Segundo a SSP, todos os usuários foram identificado e, agora, o Disp (Departamento de Inteligência da Segurança Pública) da secretaria "irá oficiar as corregedorias das instituições aos quais os usuários estão ligados para que prestem esclarecimentos sobre a consulta realizada".

"Aqueles que não apresentarem justificativa efetiva para a utilização do sistema sofrerão a perda do acesso e estão sujeitos à responsabilização administrativa, civil e criminal, bem como qualquer pessoa que compartilhe o conteúdo em redes sociais, em especial funcionários públicos", ainda segundo a SSP.

"O Disp tem feito acompanhamento permanente das redes e poderá intimar os donos de perfis que compartilhem ou mantenham tal conteúdo online", complementou o órgão em nota.

Carrefour diz que ofereceu suporte à família da vítima

Em nota, o Carrefour informou que está consternado com o "triste incidente" que acabou tirando a vida de Beto.

"Nós entramos em contato com a família de João Alberto e nos colocamos à disposição para dar todo o suporte e auxílio neste momento tão difícil.
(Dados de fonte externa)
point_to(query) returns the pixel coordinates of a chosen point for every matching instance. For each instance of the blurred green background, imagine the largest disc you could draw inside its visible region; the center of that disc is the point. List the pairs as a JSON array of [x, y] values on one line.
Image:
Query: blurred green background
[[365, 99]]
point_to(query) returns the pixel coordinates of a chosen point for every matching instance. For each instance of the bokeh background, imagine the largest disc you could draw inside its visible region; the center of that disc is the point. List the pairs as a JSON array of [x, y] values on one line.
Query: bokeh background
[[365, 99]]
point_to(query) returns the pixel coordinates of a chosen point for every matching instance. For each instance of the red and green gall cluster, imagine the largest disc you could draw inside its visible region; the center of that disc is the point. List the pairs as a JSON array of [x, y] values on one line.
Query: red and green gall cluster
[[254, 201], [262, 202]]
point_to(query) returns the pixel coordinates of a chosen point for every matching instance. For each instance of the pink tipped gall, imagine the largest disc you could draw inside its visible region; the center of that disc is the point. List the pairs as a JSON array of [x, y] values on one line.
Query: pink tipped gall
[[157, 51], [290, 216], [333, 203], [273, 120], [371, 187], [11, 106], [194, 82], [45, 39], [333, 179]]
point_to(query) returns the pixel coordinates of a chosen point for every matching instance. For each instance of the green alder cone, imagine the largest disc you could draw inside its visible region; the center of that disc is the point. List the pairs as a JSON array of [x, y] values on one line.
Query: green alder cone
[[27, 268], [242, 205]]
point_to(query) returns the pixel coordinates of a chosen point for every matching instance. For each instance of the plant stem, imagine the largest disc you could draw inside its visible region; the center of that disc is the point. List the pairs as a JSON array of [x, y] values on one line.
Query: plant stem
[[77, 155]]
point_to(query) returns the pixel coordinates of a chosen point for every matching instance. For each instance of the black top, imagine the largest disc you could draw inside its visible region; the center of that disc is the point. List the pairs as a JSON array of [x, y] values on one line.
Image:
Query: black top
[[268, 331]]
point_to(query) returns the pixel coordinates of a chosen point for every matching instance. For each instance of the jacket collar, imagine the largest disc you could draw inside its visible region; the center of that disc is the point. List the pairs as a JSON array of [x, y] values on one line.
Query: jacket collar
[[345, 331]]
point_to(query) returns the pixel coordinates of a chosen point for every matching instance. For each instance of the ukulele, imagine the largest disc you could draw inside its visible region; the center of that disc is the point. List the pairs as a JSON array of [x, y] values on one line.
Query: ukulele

Sabemos que nada que fizermos trará a vida de João Alberto de volta", observou a nota.

"Tomamos as providências cabíveis para que os responsáveis sejam punidos legalmente e acompanharemos os desdobramentos do caso, oferecendo todo suporte às autoridades locais", finaliza a assessoria da rede de supermercados.

A reportagem do UOL tenta contato com a empresa de segurança Vector.

Entenda o caso

Beto foi morto na última quinta-feira (19) no Carrefour da zona norte de Porto Alegre. Segundo a esposa dele, Milena Borges Alves, 43, o casal foi ao supermercado para comprar ingredientes para um pudim de pão e adquirir verduras. Gastaram cerca de R$ 60. Ela conta que ficaram poucos minutos no Carrefour e que Beto saiu na frente em direção ao estacionamento. Ao chegar ao local, Milena se deparou com o marido se debatendo no chão. Ele chegou a pedir ajuda, mas a esposa foi impedida de chegar perto dele.

João Alberto era casado e pai de quatro filhas de outros casamentos. Na foto, ele com a esposa e a enteada - Arquivo pessoal - Arquivo pessoal
João Alberto Silveira Freitas e a esposa, Milena Borges Alves (e); ele foi espancado em uma loja do Carrefour em Porto Alegre e morreu
Imagem: Arquivo pessoal

Ontem, UOL teve acesso ao vídeo que mostra as agressões no estacionamento. A gravação começa com Beto desferindo um soco no PM temporário, que é seguida por chutes, pontapés e socos do segurança e do PM temporário.

A maior parte das imagens mostra a imobilização com uso da perna flexionada do segurança sobre as costas de Beto. O uso da "técnica" pode ter se estendido por mais tempo além dos 4 minutos, já que o vídeo foi cortado. Nos Estados Unidos, George Floyd foi mantido por 7 minutos e 46 segundos com o joelho do policial sobre o pescoço dele, segundo os promotores de Minnesota. No sábado, UOL havia mostrado imagens do momento de Beto no caixa, antes de descer para o estacionamento com os seguranças.

A morte de Beto gerou protestos em Porto Alegre e em outras partes do país. Na capital gaúcha, um grupo de 50 pessoas conseguiu acessar o pátio do mercado, mas recuar após atuação da Brigada Militar. Uma pessoa conseguiu invadir e pichou a fachada do prédio. Outros colocaram fogo em materiais.